To be a great leader, think like a farmer
As an educator focused on leadership, I am constantly searching for good metaphors. This is because leadership is one of the most misapplied concepts of our time. Those who are given the privilege and the honour to lead others mostly do it very, very badly. They lead through coercion, through inducement, and through a mistaken sense of self-aggrandisement.
So I paid special attention when I saw an enlightening thread on Twitter (X) recently. Eric Partaker, a CEO coach, wrote that great leaders should think like farmers. In these parts, where many people seem to be farmers in one way or another, I thought that metaphor would go a long way. So let me riff on it with you today.
I have always said this to those who ask me about leadership: a great leader creates the right conditions for others, conditions that allow those others to give of their best. A leader’s key functions are to nurture, to aid, to unblock, to coach, and to guide. The results will come not because the leader is special, but because the leader was able to make followers special. With that in mind, let’s look at what leaders should learn from farmers.
A first lesson is: don’t blame your crops! The leader’s job is to grow the followers. If they are not growing, the first person to blame is yourself. How different it is in so many workplaces, though. Leaders blame the quality and attitude of their people before even having a second thought. They shout at them, belittle them, replace them. Picture yourself as a farmer doing this in a field with your crops to see the absurdity.
A second farming lesson: pick the right plants for the soil. As a leader, you must know your people as individuals, idiosyncratic and peculiar and special. Don’t expect every plant to thrive anywhere; match skills and attributes to roles. I have watched way too much potential be wasted because a person is stuck in what is patently not a good role for them. Leaders must pay great attention to thoughtful deployment: who goes where really matters. If you can allow people to play to their strengths, their best work will follow. If you plant them in soil that does not suit them, expect only weak growth and insufficient harvests.
Next: farming takes patience, and so does leadership. Good harvests require time, and there is a process to follow. You can’t fast-track an agricultural yield, any more than you can accelerate a pregnancy. Imagine an impatient farmer uprooting the plantation because the crops are taking too long to come to fruition. The business world, however, remains fixated on haste. Everything must be quickened; nothing can be reflected on. A message to all you board members: next time you are back at your farm, take a look at how slowly and patiently the crops grow, and ask why this lesson cannot be brought back to the boardroom. The best results in our lives come from patient persistence, so why is business life such a manic race to nowhere?

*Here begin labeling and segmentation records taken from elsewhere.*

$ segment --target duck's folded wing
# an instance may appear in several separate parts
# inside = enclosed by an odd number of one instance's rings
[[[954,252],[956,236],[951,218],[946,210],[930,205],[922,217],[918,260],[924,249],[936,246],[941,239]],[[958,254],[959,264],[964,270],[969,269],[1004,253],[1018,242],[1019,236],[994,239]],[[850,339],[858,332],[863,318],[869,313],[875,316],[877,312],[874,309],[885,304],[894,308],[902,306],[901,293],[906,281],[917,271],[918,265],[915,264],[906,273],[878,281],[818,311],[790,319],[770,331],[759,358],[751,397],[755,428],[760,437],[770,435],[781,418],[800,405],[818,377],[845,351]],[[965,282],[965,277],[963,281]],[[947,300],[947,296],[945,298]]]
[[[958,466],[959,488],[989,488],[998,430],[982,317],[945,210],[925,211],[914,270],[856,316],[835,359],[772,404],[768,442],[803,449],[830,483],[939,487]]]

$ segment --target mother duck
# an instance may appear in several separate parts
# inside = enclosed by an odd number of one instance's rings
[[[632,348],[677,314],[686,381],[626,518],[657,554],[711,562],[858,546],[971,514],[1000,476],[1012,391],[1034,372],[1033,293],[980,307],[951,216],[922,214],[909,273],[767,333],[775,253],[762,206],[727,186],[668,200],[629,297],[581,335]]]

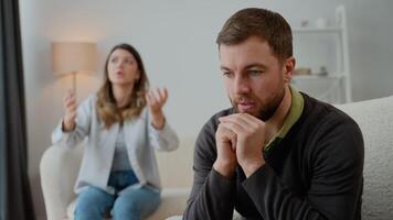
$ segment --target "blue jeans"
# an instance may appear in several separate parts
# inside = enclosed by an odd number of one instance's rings
[[[130,184],[130,175],[125,172],[110,174],[109,186],[119,191]],[[117,185],[117,187],[115,187]],[[120,188],[118,188],[120,187]],[[102,220],[105,213],[114,220],[140,220],[150,216],[160,204],[160,194],[149,187],[127,188],[119,195],[110,195],[99,188],[89,186],[76,200],[75,220]]]

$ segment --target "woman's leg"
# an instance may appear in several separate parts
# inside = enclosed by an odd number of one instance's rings
[[[160,193],[148,187],[127,188],[115,200],[114,220],[140,220],[150,216],[160,205]]]
[[[76,199],[75,220],[102,220],[104,213],[109,212],[114,201],[113,195],[89,186]]]

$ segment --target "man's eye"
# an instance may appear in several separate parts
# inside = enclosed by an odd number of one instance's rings
[[[124,61],[124,63],[125,63],[125,64],[132,64],[132,59],[126,58],[126,59]]]
[[[262,70],[248,70],[247,73],[251,76],[259,76],[262,74]]]
[[[225,77],[231,77],[233,75],[233,73],[232,72],[223,72],[222,75]]]

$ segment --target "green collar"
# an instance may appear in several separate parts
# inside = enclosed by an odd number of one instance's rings
[[[269,151],[272,147],[277,145],[285,138],[285,135],[287,135],[290,128],[293,128],[293,125],[297,122],[297,120],[301,116],[305,106],[305,100],[299,91],[297,91],[293,87],[289,88],[291,94],[290,110],[288,112],[288,116],[285,118],[284,124],[279,130],[279,132],[275,135],[274,139],[269,141],[269,143],[266,144],[265,151]]]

What else do farmers do? They irrigate and fertilize. Eric Partaker equates this to giving praise and recognition; and to investing in the training and upskilling of your employees. I agree wholeheartedly. We must give people every chance to succeed, not just watch them struggle to take root. If we do nothing to help them make the grade, the fault is ours.
Let’s move on to weeding. Weeds compete with crops for essential nutrients, and can harbour pathogens. A good leader understands that not every employee is worth nurturing, and must spot the weeds—the ones who spoil it for everyone else. Those who bully and intimidate; those who deceive and manipulate; those who take up all the water without delivering any fruit. Your plantation should have no place for such weeds. Careful scrutiny and regular removal of these pests is an essential leadership activity.

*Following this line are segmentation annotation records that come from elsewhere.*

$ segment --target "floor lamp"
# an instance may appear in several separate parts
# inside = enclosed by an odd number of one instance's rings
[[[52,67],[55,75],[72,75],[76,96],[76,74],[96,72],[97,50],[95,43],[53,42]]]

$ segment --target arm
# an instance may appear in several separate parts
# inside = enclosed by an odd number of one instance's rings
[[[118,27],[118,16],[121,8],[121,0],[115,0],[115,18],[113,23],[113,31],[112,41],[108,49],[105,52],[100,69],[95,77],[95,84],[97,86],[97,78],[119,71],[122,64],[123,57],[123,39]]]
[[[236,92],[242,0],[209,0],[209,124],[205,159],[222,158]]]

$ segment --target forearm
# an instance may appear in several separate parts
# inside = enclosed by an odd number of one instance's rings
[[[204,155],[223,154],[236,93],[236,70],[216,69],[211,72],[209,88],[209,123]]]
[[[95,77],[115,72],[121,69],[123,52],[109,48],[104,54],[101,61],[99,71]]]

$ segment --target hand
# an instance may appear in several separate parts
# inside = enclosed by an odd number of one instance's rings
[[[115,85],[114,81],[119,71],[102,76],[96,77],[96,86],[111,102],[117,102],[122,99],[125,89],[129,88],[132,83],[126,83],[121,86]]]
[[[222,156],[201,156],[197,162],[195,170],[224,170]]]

And finally, consider the longer term, always. The best farmers think about soil health and environmental sustainability beyond just a season or two. Even the most bumper harvest is futile if it is done at the cost of the future. A business leader who delivers a couple of blowout years followed by long-term decline is in no-one’s interest. Those who play long focus on the culture, standards and values of the organization. They never allow those to be degraded, no matter how tempting it is to maximize the fruits of the here-and-now. And they accept that in any human activity there are good seasons and bad. We must get through the bad ones with our principles intact in order to enjoy the good ones.
So there you have it. A great leader, like a diligent farmer, plans meticulously, nurtures growth, shields from threats, adapts to change, celebrates harvests, and prioritizes sustainability. By embracing these agricultural wisdoms, leaders can cultivate a flourishing environment where their people grow robustly and achieve remarkable success. In leadership, as in farming, the harvest is bountiful when the cultivation is thoughtful.